The framing matters, as illustrated by the Supreme Court’s most recent and most robust evaluation of these issues in Mazars. There, confronted with congressional subpoenas to financial institutions for the president’s financial information, the court embraced a separation of powers model. That is, it weighed the committee’s interest in third-party data not against an individual privacy interest but, rather, against the competing interests of the executive. The Supreme Court cautioned that, absent new limits, “Congress could declare open season on the President’s information held by schools, archives, internet service providers, email clients, and financial institutions.” The court then imposed a new balancing test—not one based on privacy considerations but, rather, one that reflects the “weighty concerns regarding the separation of powers” when congressional surveillance targets the president.
As a consequence, the Supreme Court rendered a decision that is ultimately indifferent to privacy considerations. The reasoning in Mazars protects only the president’s information. And the decision does not distinguish at all between differing levels of privacy interests in different categories of information.

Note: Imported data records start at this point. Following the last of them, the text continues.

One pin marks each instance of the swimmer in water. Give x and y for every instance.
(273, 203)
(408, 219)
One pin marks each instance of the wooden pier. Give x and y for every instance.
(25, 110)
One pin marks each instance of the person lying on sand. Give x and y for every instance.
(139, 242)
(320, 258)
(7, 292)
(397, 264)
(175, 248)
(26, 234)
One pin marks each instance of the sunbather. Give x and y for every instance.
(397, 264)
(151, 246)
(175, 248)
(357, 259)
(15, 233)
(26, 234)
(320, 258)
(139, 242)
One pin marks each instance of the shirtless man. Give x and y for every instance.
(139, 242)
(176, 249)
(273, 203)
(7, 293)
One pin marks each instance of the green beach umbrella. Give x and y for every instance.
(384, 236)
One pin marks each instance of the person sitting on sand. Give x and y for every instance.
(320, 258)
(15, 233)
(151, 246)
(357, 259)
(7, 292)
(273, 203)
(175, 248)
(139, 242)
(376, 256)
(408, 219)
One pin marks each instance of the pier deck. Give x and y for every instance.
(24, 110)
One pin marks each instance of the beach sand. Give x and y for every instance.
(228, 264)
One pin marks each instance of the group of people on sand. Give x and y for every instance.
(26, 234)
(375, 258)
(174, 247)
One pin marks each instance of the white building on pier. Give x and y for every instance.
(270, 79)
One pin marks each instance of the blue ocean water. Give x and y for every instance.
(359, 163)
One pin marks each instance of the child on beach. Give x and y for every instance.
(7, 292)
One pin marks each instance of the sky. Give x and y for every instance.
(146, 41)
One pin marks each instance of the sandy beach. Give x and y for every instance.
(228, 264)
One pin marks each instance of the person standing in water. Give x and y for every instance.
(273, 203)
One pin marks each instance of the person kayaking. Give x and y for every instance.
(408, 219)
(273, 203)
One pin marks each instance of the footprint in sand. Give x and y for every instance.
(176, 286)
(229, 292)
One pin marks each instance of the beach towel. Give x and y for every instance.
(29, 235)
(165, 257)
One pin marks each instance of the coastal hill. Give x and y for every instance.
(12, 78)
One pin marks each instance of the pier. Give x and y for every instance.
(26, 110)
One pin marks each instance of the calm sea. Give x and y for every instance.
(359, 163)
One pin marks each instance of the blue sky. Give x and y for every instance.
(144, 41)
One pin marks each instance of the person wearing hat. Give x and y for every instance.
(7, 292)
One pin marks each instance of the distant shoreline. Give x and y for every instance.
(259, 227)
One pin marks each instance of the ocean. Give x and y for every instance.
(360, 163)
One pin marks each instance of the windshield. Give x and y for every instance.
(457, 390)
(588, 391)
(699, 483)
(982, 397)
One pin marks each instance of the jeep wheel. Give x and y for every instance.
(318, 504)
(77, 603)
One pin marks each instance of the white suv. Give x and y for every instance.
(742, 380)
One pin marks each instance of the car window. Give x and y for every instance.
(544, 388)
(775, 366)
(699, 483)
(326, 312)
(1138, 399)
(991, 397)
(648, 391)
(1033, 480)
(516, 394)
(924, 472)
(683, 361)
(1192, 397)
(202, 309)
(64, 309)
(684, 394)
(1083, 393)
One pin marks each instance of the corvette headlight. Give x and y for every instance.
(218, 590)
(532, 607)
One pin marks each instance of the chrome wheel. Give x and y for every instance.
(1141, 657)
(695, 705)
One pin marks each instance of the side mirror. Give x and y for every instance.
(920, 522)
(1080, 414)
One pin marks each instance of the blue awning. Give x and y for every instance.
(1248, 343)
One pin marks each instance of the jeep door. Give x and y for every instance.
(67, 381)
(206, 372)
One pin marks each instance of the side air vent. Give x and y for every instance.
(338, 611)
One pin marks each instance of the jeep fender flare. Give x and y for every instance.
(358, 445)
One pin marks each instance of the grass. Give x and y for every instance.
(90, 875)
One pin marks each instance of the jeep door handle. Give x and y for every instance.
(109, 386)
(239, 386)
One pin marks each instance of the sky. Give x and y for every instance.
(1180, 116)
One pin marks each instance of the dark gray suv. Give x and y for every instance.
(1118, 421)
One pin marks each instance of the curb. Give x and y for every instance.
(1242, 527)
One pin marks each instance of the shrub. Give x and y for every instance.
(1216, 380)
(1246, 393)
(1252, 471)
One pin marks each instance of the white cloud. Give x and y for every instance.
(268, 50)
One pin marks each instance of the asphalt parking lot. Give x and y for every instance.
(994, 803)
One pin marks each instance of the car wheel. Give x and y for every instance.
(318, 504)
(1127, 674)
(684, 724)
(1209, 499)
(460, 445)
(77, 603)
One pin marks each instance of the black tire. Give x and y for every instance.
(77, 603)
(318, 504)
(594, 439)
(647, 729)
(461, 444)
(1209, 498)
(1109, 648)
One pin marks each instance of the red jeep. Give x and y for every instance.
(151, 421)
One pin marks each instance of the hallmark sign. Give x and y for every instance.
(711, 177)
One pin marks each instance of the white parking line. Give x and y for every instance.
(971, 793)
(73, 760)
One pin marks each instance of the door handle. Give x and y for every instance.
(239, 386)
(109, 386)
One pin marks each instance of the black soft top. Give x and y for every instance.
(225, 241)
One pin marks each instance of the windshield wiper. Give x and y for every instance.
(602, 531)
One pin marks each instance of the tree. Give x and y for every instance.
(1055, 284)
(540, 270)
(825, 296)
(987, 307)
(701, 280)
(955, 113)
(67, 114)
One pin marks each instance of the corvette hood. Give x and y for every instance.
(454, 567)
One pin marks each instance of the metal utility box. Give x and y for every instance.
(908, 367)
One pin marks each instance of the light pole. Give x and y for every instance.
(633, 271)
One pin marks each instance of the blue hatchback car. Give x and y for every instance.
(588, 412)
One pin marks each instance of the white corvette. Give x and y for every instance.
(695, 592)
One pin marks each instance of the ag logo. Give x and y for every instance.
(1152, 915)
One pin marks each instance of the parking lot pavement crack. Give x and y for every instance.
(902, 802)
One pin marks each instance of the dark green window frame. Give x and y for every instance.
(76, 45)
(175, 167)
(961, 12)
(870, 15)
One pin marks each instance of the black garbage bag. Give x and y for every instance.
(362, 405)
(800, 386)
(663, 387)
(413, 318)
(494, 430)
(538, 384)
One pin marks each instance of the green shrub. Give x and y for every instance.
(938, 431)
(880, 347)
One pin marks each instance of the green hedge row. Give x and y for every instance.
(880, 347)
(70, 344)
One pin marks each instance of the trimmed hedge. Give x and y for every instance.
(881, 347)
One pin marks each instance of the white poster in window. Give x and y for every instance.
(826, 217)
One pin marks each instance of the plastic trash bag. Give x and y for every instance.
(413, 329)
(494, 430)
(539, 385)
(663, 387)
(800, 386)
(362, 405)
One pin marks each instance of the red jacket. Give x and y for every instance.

How then to approach the limits on congressional surveillance? There are, to be sure, different ways (and institutions) to balance the many competing interests, from both privacy and separation of powers perspectives. Congress could regulate itself on these matters and take steps to mitigate potential abuses of its own surveillance authority, creating new rules at the chamber or committee level or perhaps passing clarifying legislation. Or, if providers choose to dispute Congress’s authority in this area, the fate and scope of congressional authority could be decided (and potentially limited) by the judiciary. There could be a renewed emphasis on external limits with a more significant role for courts, or a refining of the process limits within each chamber or committee. Either way, this is likely just the start of a broader conversation about an important issue, with implications for both government surveillance and the separation of powers.